I Care a Lot is a story about how mean bitches are the best, even when they’re irredeemable shells of human beings. That’s not my interpretation of the film based on subtle yet brilliant writing; the main character explicitly states this repeatedly (three times by my count but I stopped counting). Rosamund Pike plays Marla, a con-artist who owns and operates an elder care service in which a doctor she’s in cahoots with gets a court to place the elderly in Marla’s care and then Marla milks them dry until they die and she has to give whatever is left to their inheritors. It’s an alright plot and when she inevitably goes after the wrong old lady, shit gets real real.
Dianne Wiest’s Jennifer is, by all appearances, a lonely and but very successful elder without a family who falls prey to Marla’s scam. Unfortunately for Marla, she does secretly have a son and her son is, naturally, the leader of a Russian mafia outfit (Peter Dinklage, the only saving grace in this entire grease pit). The two go at each other for custody of Jennifer back and forth and back and forth. I could describe what happens but it’s banal and predictable, and I don’t want to be writing much more on this.
The core issue with this film is that Jennifer never truly suffers. I know that sounds cold and malicious but she’s just a character in a movie, not a real person, so it’s okay. You watch her destroy the lives of society’s most vulnerable class of people, all the while being celebrated by the cinematography, and then she just… well, is a spoiler of a shitty movie still a spoiler? She doesn’t win in the end, anyway.

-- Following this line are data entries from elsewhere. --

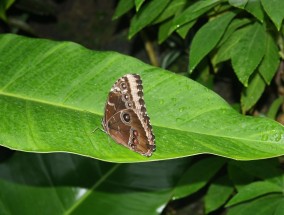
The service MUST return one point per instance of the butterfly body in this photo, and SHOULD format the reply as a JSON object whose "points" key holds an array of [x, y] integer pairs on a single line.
{"points": [[126, 119]]}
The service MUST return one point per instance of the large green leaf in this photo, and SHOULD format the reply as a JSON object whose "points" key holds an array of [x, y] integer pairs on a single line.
{"points": [[69, 184], [122, 8], [52, 96]]}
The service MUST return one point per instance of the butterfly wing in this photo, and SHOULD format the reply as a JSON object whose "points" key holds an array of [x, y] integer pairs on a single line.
{"points": [[126, 119]]}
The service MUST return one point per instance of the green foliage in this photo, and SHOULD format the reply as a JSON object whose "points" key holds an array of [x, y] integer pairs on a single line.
{"points": [[53, 98], [248, 38], [4, 5]]}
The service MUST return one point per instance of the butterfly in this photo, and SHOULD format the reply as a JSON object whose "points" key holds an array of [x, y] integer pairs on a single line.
{"points": [[125, 118]]}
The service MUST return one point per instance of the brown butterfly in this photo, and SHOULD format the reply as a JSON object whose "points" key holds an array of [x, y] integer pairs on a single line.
{"points": [[126, 119]]}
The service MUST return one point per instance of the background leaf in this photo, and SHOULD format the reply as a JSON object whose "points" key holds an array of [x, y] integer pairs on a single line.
{"points": [[197, 176], [249, 52], [274, 9], [73, 184], [218, 193], [207, 37], [252, 93]]}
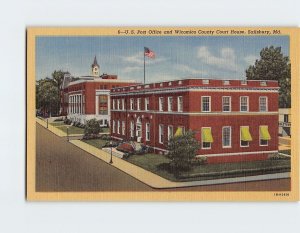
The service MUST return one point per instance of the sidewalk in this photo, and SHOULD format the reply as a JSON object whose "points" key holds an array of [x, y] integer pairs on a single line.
{"points": [[55, 129], [156, 181]]}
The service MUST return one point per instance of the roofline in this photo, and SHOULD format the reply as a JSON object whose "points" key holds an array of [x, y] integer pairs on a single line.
{"points": [[182, 79]]}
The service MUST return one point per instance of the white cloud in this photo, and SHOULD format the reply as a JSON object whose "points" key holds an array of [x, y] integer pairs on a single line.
{"points": [[226, 60], [130, 69], [189, 70], [250, 60], [138, 59]]}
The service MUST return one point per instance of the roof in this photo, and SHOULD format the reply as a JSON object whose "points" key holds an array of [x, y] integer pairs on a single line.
{"points": [[95, 63]]}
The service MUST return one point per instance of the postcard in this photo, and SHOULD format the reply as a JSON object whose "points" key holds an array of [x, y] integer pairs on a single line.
{"points": [[162, 114]]}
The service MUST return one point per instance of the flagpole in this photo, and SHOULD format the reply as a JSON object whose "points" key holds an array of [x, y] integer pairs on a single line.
{"points": [[144, 68]]}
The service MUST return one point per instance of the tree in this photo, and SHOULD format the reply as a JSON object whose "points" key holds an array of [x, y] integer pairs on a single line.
{"points": [[273, 65], [92, 128], [57, 78], [46, 96], [182, 150]]}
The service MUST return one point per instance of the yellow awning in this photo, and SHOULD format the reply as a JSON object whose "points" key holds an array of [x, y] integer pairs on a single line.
{"points": [[264, 133], [206, 135], [179, 132], [245, 134]]}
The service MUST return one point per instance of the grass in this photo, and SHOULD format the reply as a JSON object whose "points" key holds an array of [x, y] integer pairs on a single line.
{"points": [[98, 143], [287, 152], [72, 129], [154, 162]]}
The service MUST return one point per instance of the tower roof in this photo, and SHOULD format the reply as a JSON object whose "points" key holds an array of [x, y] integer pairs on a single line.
{"points": [[95, 63]]}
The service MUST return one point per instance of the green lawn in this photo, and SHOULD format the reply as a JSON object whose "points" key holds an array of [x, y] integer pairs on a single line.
{"points": [[105, 130], [57, 123], [153, 163], [287, 152], [96, 142], [72, 129]]}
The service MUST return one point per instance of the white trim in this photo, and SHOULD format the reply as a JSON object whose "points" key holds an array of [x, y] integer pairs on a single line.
{"points": [[178, 97], [237, 153], [169, 131], [199, 89], [259, 136], [170, 105], [160, 132], [147, 102], [247, 103], [117, 138], [267, 107], [230, 144], [209, 97], [205, 148], [200, 113], [229, 103], [161, 101], [147, 126], [241, 135]]}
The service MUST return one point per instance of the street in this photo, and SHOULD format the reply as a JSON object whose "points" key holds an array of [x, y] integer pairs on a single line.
{"points": [[61, 166]]}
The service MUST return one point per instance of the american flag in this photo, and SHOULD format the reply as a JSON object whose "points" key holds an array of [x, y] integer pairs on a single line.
{"points": [[149, 53]]}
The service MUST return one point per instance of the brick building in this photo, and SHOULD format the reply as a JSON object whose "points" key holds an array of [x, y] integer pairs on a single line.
{"points": [[87, 97], [234, 120]]}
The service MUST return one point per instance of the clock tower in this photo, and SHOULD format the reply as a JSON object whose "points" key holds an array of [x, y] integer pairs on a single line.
{"points": [[95, 68]]}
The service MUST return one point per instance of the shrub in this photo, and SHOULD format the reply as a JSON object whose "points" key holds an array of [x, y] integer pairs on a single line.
{"points": [[182, 151], [92, 127]]}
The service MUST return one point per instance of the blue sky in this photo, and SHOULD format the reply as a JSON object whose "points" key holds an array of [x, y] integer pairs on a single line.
{"points": [[176, 57]]}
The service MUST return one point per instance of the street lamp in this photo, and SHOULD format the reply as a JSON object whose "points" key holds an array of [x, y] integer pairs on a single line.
{"points": [[110, 143], [68, 133]]}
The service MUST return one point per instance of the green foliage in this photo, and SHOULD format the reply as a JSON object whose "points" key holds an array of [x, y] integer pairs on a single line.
{"points": [[273, 65], [48, 93], [47, 98], [182, 151], [92, 128]]}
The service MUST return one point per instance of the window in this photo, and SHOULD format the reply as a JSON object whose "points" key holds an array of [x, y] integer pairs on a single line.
{"points": [[226, 136], [263, 83], [118, 127], [131, 129], [147, 104], [205, 103], [179, 104], [226, 103], [103, 110], [147, 131], [131, 104], [245, 136], [263, 104], [286, 118], [161, 134], [170, 104], [244, 105], [114, 104], [139, 104], [206, 137], [118, 104], [114, 126], [161, 104], [123, 104], [264, 135], [123, 127], [170, 132], [103, 99]]}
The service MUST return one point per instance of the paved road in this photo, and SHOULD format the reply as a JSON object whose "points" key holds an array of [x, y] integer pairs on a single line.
{"points": [[62, 166]]}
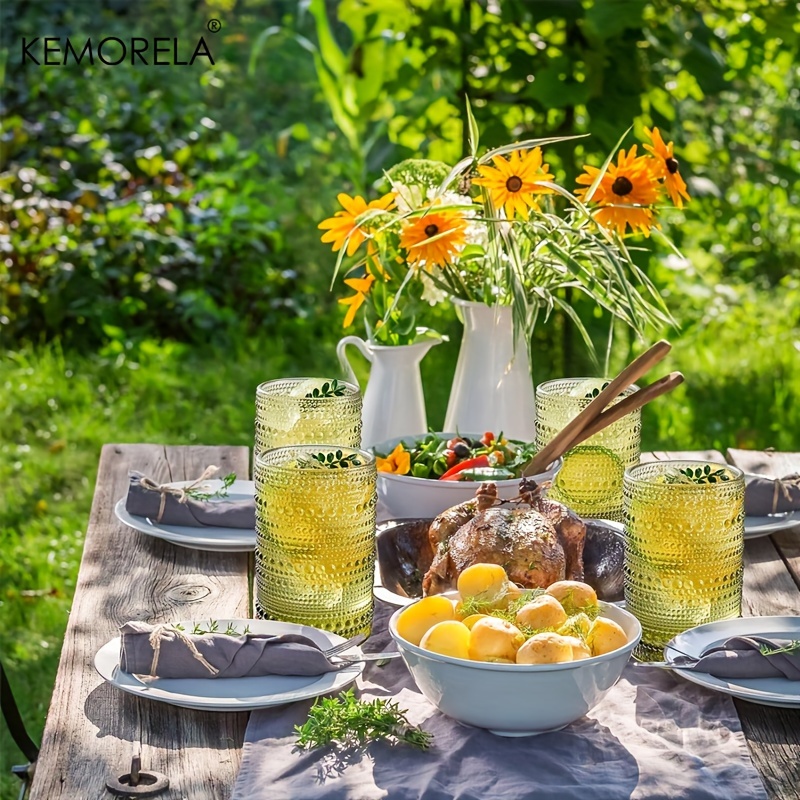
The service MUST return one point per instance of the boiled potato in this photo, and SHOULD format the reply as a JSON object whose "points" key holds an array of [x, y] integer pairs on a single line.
{"points": [[513, 593], [545, 648], [573, 595], [416, 620], [542, 612], [493, 639], [604, 636], [483, 582], [577, 625], [580, 649], [448, 638], [472, 619]]}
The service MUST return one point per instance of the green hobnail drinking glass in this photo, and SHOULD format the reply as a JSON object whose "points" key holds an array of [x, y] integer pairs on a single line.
{"points": [[315, 536], [684, 541], [305, 411], [590, 481]]}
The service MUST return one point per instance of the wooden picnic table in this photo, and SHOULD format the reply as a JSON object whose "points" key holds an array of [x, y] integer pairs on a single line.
{"points": [[92, 728]]}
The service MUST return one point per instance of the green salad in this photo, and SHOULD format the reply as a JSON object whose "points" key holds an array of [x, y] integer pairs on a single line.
{"points": [[488, 458]]}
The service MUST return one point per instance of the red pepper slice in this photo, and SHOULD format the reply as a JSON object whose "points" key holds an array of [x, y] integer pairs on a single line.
{"points": [[453, 473]]}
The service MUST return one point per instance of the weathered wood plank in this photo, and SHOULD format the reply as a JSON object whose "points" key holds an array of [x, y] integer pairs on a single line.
{"points": [[773, 734], [92, 727]]}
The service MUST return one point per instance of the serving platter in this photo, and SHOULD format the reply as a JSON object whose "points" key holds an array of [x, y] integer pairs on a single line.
{"points": [[778, 692], [233, 694], [764, 526], [401, 564], [221, 540]]}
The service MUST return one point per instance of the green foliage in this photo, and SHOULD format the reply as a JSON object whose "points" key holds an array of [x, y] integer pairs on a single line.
{"points": [[141, 206]]}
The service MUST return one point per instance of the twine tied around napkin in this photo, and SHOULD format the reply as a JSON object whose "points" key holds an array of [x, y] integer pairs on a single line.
{"points": [[181, 493], [155, 642], [167, 651]]}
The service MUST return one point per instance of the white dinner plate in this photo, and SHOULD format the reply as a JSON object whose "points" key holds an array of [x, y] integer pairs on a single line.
{"points": [[779, 692], [233, 694], [763, 526], [223, 540]]}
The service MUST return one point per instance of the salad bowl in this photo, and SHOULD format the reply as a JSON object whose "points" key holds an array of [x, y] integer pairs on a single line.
{"points": [[406, 496]]}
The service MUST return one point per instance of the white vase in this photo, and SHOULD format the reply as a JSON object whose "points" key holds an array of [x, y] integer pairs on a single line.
{"points": [[394, 404], [493, 387]]}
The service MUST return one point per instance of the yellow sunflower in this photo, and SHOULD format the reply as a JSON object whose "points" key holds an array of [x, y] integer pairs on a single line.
{"points": [[667, 167], [361, 287], [345, 223], [625, 193], [512, 183], [433, 239]]}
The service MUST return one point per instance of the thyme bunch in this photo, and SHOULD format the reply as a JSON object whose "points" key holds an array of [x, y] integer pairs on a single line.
{"points": [[348, 721]]}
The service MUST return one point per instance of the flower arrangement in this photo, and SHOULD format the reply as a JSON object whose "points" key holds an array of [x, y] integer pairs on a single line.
{"points": [[499, 229]]}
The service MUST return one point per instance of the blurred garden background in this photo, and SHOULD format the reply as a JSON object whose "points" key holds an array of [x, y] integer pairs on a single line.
{"points": [[160, 253]]}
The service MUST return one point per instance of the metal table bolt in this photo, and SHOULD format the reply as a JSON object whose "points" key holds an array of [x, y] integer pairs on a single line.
{"points": [[138, 782]]}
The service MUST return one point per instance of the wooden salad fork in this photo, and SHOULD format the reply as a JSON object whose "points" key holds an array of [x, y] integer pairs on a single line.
{"points": [[597, 415]]}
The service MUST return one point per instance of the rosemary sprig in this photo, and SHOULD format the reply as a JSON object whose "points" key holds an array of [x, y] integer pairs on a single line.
{"points": [[199, 494], [332, 388], [596, 391], [334, 460], [213, 627], [791, 647], [347, 721], [697, 475]]}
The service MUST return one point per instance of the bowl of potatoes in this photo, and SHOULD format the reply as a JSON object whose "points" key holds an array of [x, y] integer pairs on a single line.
{"points": [[514, 661]]}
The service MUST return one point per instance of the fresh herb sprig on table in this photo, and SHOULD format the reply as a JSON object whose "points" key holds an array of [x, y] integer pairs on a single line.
{"points": [[332, 388], [698, 475], [199, 494], [348, 721], [199, 629]]}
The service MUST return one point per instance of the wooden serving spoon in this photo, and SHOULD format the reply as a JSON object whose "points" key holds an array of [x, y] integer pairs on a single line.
{"points": [[594, 418]]}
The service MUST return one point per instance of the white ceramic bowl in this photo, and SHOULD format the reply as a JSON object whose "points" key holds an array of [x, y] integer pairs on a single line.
{"points": [[518, 699], [402, 496]]}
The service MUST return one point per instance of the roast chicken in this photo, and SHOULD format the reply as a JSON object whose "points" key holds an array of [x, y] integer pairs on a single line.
{"points": [[537, 541]]}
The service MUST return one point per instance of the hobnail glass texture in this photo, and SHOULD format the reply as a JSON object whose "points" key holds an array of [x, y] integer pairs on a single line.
{"points": [[315, 539], [284, 416], [590, 482], [683, 549]]}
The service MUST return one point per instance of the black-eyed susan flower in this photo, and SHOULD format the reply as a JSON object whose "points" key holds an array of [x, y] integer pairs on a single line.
{"points": [[361, 287], [434, 239], [512, 183], [344, 224], [666, 167], [625, 193], [398, 461]]}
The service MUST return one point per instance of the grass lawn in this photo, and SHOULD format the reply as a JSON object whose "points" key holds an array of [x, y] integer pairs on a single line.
{"points": [[59, 408]]}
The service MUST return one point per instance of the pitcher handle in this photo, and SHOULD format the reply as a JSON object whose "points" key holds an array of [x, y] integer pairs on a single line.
{"points": [[341, 354]]}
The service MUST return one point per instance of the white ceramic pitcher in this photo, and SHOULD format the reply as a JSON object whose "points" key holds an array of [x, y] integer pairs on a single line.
{"points": [[493, 387], [394, 404]]}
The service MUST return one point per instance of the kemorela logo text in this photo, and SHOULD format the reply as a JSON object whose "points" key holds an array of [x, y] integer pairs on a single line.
{"points": [[161, 51]]}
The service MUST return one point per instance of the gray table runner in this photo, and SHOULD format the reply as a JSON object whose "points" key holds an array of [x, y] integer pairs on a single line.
{"points": [[653, 736]]}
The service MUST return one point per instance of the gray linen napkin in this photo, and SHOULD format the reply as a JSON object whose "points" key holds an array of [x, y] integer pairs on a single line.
{"points": [[142, 502], [741, 657], [777, 489], [653, 736], [217, 655]]}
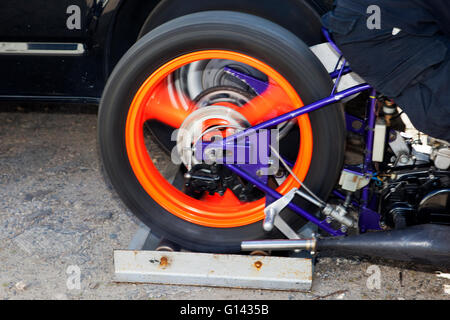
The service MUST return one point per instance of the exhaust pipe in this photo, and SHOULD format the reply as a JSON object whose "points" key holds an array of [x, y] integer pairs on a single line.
{"points": [[424, 244]]}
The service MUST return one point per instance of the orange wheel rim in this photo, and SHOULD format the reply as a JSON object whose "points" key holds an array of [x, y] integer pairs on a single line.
{"points": [[211, 211]]}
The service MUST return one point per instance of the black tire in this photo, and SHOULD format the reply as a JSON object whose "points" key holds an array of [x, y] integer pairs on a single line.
{"points": [[224, 30]]}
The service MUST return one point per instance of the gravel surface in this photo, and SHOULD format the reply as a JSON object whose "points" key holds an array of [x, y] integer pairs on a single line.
{"points": [[57, 215]]}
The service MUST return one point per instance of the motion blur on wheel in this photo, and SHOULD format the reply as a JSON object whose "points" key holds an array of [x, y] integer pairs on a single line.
{"points": [[206, 76], [199, 84]]}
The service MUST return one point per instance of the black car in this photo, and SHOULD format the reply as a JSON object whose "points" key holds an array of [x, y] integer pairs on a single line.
{"points": [[64, 50]]}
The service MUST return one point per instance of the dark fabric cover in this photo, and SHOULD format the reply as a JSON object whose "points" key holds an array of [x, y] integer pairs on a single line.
{"points": [[411, 67]]}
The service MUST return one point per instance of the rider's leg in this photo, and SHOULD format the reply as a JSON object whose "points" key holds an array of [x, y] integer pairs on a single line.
{"points": [[410, 67]]}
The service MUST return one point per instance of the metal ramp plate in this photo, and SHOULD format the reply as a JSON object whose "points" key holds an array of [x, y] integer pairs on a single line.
{"points": [[216, 270]]}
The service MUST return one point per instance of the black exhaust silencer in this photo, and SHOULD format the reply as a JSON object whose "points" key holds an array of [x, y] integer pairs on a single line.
{"points": [[423, 244]]}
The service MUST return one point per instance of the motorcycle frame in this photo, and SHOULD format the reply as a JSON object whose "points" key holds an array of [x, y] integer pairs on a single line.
{"points": [[369, 219]]}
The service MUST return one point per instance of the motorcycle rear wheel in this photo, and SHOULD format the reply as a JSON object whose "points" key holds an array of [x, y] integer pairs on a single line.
{"points": [[137, 93]]}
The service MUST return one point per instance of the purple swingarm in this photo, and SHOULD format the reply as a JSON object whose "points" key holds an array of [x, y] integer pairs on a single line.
{"points": [[369, 219]]}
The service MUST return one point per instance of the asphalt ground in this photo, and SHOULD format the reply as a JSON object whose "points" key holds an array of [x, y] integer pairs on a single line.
{"points": [[57, 216]]}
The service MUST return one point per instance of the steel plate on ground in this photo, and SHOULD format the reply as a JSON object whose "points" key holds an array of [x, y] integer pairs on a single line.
{"points": [[217, 270]]}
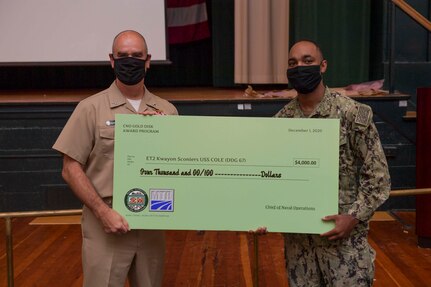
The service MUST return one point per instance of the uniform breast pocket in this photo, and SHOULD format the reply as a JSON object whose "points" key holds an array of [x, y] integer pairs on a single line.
{"points": [[106, 138]]}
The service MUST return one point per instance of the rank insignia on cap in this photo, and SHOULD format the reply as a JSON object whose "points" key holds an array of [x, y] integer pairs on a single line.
{"points": [[363, 115]]}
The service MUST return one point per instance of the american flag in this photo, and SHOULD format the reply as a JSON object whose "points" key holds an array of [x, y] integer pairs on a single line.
{"points": [[187, 21]]}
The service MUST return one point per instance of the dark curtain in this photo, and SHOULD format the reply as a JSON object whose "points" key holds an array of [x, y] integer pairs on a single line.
{"points": [[342, 29]]}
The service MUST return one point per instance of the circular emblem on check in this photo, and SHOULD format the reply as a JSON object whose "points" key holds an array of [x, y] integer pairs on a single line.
{"points": [[136, 200]]}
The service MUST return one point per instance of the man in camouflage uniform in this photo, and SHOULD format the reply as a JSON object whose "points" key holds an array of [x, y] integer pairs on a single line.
{"points": [[341, 256]]}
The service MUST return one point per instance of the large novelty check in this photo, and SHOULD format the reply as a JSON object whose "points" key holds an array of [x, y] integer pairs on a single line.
{"points": [[226, 173]]}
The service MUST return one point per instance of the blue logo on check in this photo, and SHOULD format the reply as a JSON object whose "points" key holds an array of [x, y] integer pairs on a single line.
{"points": [[162, 200]]}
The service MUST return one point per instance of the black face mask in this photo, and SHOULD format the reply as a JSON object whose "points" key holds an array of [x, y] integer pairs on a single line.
{"points": [[129, 70], [304, 79]]}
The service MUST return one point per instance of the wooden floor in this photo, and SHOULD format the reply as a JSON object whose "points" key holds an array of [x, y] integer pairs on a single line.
{"points": [[49, 255]]}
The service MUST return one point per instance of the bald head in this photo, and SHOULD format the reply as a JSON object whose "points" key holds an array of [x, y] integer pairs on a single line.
{"points": [[129, 40]]}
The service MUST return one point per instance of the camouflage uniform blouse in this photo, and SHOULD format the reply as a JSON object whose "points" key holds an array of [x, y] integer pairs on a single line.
{"points": [[364, 181]]}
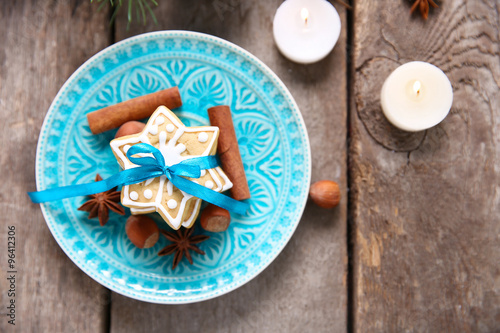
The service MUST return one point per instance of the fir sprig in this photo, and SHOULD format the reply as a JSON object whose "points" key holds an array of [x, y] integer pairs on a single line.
{"points": [[140, 7]]}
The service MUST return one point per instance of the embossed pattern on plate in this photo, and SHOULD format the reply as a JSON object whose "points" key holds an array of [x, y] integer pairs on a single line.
{"points": [[208, 71]]}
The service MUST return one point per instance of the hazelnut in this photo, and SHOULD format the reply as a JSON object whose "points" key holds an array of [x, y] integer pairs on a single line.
{"points": [[215, 219], [325, 193], [129, 128], [142, 231]]}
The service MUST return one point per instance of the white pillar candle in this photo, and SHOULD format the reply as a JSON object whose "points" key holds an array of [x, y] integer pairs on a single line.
{"points": [[416, 96], [306, 31]]}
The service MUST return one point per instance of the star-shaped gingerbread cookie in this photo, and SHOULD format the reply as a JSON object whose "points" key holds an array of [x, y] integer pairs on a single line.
{"points": [[177, 143]]}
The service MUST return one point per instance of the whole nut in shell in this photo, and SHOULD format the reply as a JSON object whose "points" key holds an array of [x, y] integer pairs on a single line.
{"points": [[142, 231], [215, 219], [325, 193]]}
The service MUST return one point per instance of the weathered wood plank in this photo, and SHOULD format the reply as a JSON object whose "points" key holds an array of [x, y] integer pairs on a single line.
{"points": [[305, 288], [426, 205], [42, 43]]}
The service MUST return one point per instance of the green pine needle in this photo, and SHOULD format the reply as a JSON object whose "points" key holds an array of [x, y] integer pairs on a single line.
{"points": [[140, 6]]}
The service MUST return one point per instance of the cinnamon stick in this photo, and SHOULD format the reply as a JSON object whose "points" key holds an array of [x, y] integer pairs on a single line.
{"points": [[134, 109], [229, 152]]}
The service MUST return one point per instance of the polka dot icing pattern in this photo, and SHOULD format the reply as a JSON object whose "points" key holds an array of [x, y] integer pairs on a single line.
{"points": [[272, 139], [181, 209]]}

The identity-politics undertones are all there, as with everything Netflix releases. I’m not a psychopath who is obsessed with the evils of feminism or the queers turning our kids gay, but it’s difficult to ignore in these movies. There’s no subtlety or broader message. Movie after movie is just about white men being evil. It’s boring. Further, if you do truly believe white men are evil, does portraying them as moronic and impotent serve your message? Wouldn’t that lead impressionable young minds to underestimate how dangerous and manipulative men are capable of being?